Сенька не по–советски ответил, что как–нибудь сам разберётся, о чем говорить с отцом.
Или вот, возьмите, Захарьев. Умный человек, а клевещет на органы. В исторический момент, когда всем надо ещё теснее сплотиться вокруг коммунистической партии, написал хрен знает что. Хорошо бы вам выступить в Литобъединении с открытой товарищеской критикой этой низкопробной окололитературной поделки.
Семён сказал, что «Зеленой шляпы» не читал, попросил дать почитать, чтобы определить свою гражданскую позицию… Товарищи долго смеялись. Напоследок спросили, что означает текст телеграммы, полученной Сенькой пару месяцев тому назад. Серба вдруг всё вспомнил и в свою очередь долго смеялся, чем весьма озадачил дзержинцев.

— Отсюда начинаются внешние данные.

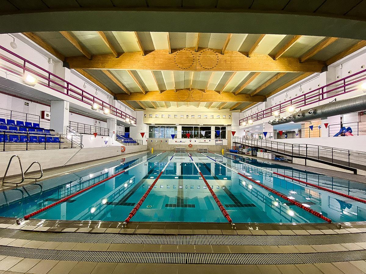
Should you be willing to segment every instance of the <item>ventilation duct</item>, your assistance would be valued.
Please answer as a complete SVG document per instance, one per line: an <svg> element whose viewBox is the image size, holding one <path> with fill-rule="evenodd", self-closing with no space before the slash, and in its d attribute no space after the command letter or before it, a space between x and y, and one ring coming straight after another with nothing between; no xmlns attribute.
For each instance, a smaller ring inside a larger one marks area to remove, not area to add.
<svg viewBox="0 0 366 274"><path fill-rule="evenodd" d="M268 122L272 125L281 125L290 122L297 123L325 118L366 110L366 95L340 100L335 102L298 111L287 118L282 117Z"/></svg>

А дело было вот в чём. Как–то осенью пришла глупая телеграмма из Оссоры (с Камчатки) от Галки Хлопониной, которую после окончания в прошлом году финансового института распределили главбухом на тамошний рыбозавод. Некий вопль отчаяния. Смысл прозрачный, — вытащи меня как–нибудь отсюда. Из её редких писем Сенька уже знал обстановочку, в которую она вляпалась. Там такая дыра, край света. Рыбозавод, застава и Тихий океан. Вырваться никак нельзя. В редкий самолетик попасть можно только по личному распоряжению директора рыбозавода, который там и Бог и Сатана в одном лице. И Семён начал было искать ей жениха. Рассказал друзьям–товарищам. Люди начали предлагать добровольца для фиктивного брака.
Женька Якименко привел какого–то сосунка лет 19-ти. Кажется, Эдик, сын генерала. Сынген? Ну и что, а я — Сынкап!.. Сразу не понравились глаза претендента. Они бегали туда–сюда, как у вора. Потом исчезла с этажерки Галкина телеграмма. Потом исчез и Эдик. И вот теперь в гэбэ Сеньку просят раскрыть смысл галкиной шифровки. Он понял, что Оссора, видимо, очень хитрый городок на Камчатке, а простой советский рыбозаводик в нем, как сплошь и рядом было тогда заведено, кроме консервов наверняка производит что–нибудь для подлодок или решает иные военные задачи. Сенькино неинтересное объяснение попросили зафиксировать на бумаге. Ну и черт с вами!